Поезд подъехал к платформе. Мужчина быстро и оперативно привёл себя в исходное состояние. Лицо его изменилось. Он отстранённо отвернулся от зрительниц и направился в противоположную сторону, уже открывшего свои двери, вагона.

— Эй, полиция, вон тот мужик — маньяк! Хватайте его!
— Спокойно. Не шуметь. В чём дело?
— Да он свой хвост достал, да на нас пялил! — эту фразу говорившая сопроводила жестом в области своей промежности.
— Спокойно, девушки, спокойно, — полицейский направился за обвиняемым.
— Гражданин! Гражданин в плаще! Одну минуту! Стойте!
— Вы мне?
— Именно...
— Хоть две...

На сержанта посмотрело благообразное лицо — коротко стриженная бородка, светлые волосы, зачёсанные назад, и поднятые вверх уголки серо-голубых глаз.
— Ваш паспорт?
— Увы, не захватил...
— Тогда следуйте за мной. И вы — девушки тоже…
— Основание? — удивился мужчина.
— Разберёмся на месте...
— А мы-то зачем?
— Как же, вы — обвинительная сторона. Заявление от вас. Протокол и прочие процедуры...
— Может, как-нибудь без нас?
— Достаточно разговоров. Все троя следуем за мной, — сержант достал свисток и призвал в помощь пару солдат из Внутренних Войск, дежуривших вместе с ним на конечной станции...

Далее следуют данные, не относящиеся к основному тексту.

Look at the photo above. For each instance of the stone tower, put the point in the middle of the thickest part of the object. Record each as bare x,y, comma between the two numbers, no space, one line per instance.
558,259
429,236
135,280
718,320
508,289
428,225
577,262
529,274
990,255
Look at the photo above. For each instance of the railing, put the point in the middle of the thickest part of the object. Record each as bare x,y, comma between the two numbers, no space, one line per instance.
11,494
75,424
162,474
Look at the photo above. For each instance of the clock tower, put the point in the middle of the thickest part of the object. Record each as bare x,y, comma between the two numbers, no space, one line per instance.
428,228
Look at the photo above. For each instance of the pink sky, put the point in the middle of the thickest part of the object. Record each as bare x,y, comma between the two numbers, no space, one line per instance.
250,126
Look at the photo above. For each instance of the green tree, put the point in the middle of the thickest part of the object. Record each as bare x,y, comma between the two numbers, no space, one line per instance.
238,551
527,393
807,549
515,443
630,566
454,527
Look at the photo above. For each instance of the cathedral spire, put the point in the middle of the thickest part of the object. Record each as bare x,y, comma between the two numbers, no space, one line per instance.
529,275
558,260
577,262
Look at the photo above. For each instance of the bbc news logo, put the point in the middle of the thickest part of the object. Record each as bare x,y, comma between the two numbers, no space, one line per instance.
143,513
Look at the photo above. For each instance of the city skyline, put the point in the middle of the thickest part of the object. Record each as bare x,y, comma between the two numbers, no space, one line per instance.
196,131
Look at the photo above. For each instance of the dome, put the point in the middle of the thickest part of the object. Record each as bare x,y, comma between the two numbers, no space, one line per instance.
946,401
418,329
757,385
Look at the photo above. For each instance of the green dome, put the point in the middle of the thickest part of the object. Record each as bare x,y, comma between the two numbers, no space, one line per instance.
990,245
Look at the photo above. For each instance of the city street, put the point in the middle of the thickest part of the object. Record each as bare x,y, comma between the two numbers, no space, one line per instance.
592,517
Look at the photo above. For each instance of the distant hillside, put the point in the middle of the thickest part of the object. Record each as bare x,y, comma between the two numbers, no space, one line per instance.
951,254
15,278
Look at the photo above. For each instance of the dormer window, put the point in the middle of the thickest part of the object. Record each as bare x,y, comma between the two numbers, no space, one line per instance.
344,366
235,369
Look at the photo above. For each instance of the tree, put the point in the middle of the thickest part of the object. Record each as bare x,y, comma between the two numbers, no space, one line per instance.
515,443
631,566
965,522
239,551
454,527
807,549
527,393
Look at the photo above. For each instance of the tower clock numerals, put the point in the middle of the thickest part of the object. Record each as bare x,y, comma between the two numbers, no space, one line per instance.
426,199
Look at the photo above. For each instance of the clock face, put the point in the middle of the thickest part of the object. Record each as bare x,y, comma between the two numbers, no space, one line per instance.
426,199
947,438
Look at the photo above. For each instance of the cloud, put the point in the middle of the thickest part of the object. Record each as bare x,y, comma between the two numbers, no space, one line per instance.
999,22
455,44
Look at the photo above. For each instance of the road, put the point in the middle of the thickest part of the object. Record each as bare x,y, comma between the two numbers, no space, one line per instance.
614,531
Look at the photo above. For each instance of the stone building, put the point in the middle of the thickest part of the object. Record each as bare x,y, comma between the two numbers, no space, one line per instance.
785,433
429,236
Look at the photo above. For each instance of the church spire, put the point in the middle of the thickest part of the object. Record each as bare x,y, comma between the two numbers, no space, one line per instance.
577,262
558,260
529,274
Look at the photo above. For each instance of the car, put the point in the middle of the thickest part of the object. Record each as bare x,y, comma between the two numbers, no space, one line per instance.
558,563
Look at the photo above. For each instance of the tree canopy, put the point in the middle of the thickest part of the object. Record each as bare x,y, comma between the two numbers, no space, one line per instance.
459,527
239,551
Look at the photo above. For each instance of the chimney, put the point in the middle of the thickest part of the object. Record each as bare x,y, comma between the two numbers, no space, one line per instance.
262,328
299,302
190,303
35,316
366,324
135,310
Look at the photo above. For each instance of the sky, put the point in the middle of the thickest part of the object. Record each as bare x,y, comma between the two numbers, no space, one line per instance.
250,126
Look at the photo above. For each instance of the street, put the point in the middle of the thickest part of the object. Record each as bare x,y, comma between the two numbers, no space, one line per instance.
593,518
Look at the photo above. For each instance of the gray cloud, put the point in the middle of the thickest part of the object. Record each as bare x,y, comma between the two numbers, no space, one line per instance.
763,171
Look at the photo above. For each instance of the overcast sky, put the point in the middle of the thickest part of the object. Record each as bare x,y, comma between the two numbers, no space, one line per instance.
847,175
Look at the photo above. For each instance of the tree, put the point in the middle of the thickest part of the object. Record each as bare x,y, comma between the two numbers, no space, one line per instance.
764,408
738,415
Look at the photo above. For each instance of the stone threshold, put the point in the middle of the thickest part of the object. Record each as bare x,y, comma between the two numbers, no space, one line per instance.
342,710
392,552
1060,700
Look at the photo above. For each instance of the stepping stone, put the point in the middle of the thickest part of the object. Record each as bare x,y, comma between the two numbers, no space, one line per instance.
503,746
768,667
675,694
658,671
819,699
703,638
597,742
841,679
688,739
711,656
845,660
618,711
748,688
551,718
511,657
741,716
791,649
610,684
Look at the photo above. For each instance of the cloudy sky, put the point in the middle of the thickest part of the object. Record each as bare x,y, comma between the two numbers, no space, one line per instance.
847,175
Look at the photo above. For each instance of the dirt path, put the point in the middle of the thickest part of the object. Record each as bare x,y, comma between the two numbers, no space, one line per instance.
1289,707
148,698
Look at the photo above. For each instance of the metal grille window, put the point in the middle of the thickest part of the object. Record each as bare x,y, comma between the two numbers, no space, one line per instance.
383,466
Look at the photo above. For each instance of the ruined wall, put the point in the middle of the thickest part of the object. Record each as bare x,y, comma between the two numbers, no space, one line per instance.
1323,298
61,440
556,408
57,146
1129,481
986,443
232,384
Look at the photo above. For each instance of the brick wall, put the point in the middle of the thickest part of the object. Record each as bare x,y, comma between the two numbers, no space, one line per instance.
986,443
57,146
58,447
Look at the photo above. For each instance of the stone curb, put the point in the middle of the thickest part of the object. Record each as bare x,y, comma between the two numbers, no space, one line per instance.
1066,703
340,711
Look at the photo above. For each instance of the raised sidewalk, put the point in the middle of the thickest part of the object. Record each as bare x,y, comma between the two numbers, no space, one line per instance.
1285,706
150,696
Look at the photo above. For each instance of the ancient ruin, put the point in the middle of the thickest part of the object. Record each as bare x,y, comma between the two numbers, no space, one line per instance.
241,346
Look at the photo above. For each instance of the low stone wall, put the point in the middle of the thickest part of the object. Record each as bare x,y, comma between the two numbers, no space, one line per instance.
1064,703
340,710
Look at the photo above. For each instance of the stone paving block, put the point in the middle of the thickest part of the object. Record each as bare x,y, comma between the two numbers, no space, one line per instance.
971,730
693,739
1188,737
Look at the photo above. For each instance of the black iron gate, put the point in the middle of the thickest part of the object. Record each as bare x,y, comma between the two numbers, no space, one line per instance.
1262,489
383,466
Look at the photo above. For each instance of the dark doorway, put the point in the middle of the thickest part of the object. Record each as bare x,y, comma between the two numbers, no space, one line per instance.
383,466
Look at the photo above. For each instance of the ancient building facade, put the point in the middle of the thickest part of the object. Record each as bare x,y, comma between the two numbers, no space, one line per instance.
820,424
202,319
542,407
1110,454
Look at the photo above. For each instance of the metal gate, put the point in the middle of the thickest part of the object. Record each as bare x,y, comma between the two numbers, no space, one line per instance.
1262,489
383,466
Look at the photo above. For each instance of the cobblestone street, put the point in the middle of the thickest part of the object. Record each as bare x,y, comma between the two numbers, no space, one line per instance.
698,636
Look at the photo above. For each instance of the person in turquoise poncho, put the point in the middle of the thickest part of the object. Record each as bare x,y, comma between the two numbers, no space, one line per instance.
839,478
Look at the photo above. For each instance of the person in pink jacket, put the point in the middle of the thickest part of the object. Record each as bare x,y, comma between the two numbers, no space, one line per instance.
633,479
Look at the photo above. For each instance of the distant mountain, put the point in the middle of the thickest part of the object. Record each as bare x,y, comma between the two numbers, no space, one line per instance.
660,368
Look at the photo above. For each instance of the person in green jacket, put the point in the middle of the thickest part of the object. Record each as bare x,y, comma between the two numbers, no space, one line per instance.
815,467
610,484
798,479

Обе девушки, обвинившего в эксгибиционизме молодого мужчину, и сам предполагаемый обнажитель детородных органов зашли вместе сопровождающими их полицейским и солдатами в небольшую комнату, выделенную администрацией метрополитена под полицейский участок. После чего, сержант строго обратился к обвиняемому: 

— Так, Вы садитесь здесь. Держите — бумага, ручка. Пишете — Ф.И.О. и адрес по месту регистрации.

Затеем он посмотрел на девушек и сказал:

— А вы — обе — идёмте со мной...

Сержант провёл их в коридор. Затем поблагодарив, сопровождавших солдат одобрительным кивком головы и закрыв дверь комнаты, где в одиночестве остался задержанный молодой мужчина, произнёс:

— Так, вы возвращаетесь на пост…
— А к вам ещё разговор есть. Ну, что — заявление пишем или как?
— Или как! — единогласно выкрикнули девушки.
— Так, хорошо. Ясно. Значит, обознались — просите прощение...
— Нет...
— А что же?
— Да нет же — мы не обознались, — сказала одна.
— Просто не хотим — светиться. Сами понимаете, — сказала другая.
— Что понимаю?
— Маньяк ведь. На уме неизвестно что...
— В общем, так. Давайте свои имена, адреса, номера телефонов. Если что выгорит — обратимся к вам, тогда уж — не открутитесь.

Переписав данные, полицейский скомандовал:

— Теперь дёру отсюда — домой — хорошенько проспаться и ещё раз подумать!.. Всё — ступайте...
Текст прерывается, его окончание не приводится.